Ever wanted a really simple example of XBRL? Well, you are in luck. Here is a very basic example of what XBRL is, how it works, and how easy it is to create.
This example shows the very basics. It consists of:
The best way to use this is to download the ZIP file which contains the Excel spreadsheet, the taxonomy and the instance document. You can look at the taxonomy and the instance document. Open the Excel spreadsheet. NOTE THAT IT CONTAINS MACROS!!! Go to the workbook "Hello World Example" and simply press the buttons on the right, in order preferably, and you can create your own XBRL. You can go to the "Create HelloWorld Taxonomy" spreadsheet to generate the taxonomy.
Some things to note about this "Hello World" example:
- While the example is pretty basic, you can get a really good sense for what is going on, how things work, how to generate your own simple instance documents, and how easy creating basic XBRL really is.

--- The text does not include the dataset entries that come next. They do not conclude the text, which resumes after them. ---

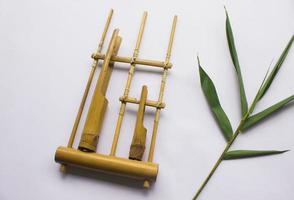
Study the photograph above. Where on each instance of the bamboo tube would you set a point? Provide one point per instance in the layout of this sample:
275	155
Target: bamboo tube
148	102
92	72
139	139
95	116
162	86
86	91
121	166
128	84
152	63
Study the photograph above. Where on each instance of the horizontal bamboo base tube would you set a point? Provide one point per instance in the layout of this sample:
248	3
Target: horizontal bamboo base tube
130	168
151	63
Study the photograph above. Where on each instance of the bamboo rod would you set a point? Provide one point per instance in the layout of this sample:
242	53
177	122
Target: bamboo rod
99	102
139	170
86	91
137	148
128	84
162	86
151	63
150	103
146	183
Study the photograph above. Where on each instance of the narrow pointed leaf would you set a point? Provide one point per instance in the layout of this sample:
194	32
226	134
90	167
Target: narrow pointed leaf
276	69
237	154
234	56
267	112
213	101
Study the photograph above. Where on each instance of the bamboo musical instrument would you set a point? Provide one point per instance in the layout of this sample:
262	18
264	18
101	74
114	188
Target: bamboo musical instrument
85	156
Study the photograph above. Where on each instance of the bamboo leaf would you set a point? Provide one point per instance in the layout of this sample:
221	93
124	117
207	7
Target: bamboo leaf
234	56
276	69
237	154
213	101
267	112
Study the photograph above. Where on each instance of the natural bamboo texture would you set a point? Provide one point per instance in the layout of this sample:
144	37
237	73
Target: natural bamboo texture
114	165
152	63
162	87
95	116
128	85
92	72
89	82
146	183
139	138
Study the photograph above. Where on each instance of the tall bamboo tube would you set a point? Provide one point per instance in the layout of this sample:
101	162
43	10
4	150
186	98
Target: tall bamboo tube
95	116
160	98
128	84
86	91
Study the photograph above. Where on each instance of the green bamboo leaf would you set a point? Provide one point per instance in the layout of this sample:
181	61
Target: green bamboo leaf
234	56
213	101
276	69
267	112
237	154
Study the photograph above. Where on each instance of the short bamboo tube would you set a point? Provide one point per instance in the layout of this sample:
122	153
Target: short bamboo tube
139	138
128	85
121	166
95	116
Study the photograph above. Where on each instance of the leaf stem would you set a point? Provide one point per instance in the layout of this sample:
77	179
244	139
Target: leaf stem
220	159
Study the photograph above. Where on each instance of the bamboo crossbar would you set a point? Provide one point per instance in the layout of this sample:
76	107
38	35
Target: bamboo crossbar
150	103
151	63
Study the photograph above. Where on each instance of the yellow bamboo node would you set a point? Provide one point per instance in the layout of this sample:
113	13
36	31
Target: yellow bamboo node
85	155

- You will realize that you don't NEED any fancy tools to get started. But BEWARE!!! There is no XBRL validation being done by the example. However, if you grab a validator and validate it, you will see that this is valid XBRL. It is not that I am recommending creating XBRL without a validator. This is not a production system, it is only a simple demo.
- If you look at the example you will note there are no linkbases. Ah, those mean and nasty linkbases! Well, you will also see that you don't have much metadata. No labels, no calculations being expressed, no formulas, no references, no nothing but concepts. Looks a lot like normal XML. Well, it is. The point is that all those mean and nasty linkbases is where all the helpful metadata is. You are going to want those to get all that great metadata they provide.

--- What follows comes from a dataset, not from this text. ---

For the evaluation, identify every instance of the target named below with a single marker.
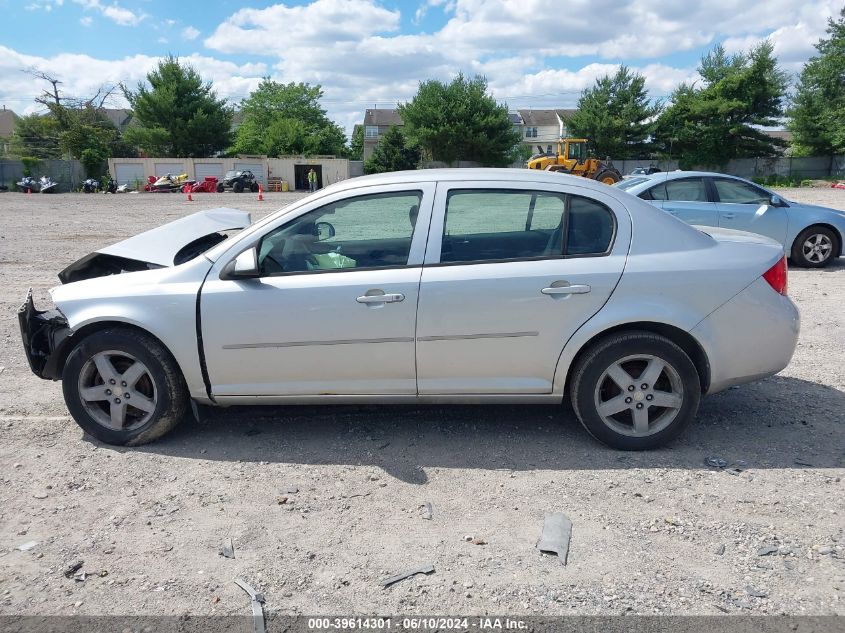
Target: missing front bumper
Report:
(44, 334)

- If you are proficient with Excel, you can probably read the VBA which makes this go. The example does not even use an XML parser to generate the XBRL, it basically just writes a text file. The VBA which extractes data from the instance and populates it does use an XML parser.
- See how the mapping workbook is used to both generate the XBRL and also to populate the spreadsheet from the XBRL file. Two way process using the same mapping.
Sure, this is not perfect, it is not robust, and it certainly is not some big scalable application for using XBRL. But, it is useful in helping you see the basics, reverse engineering how to work with XBRL and for some general experimentation.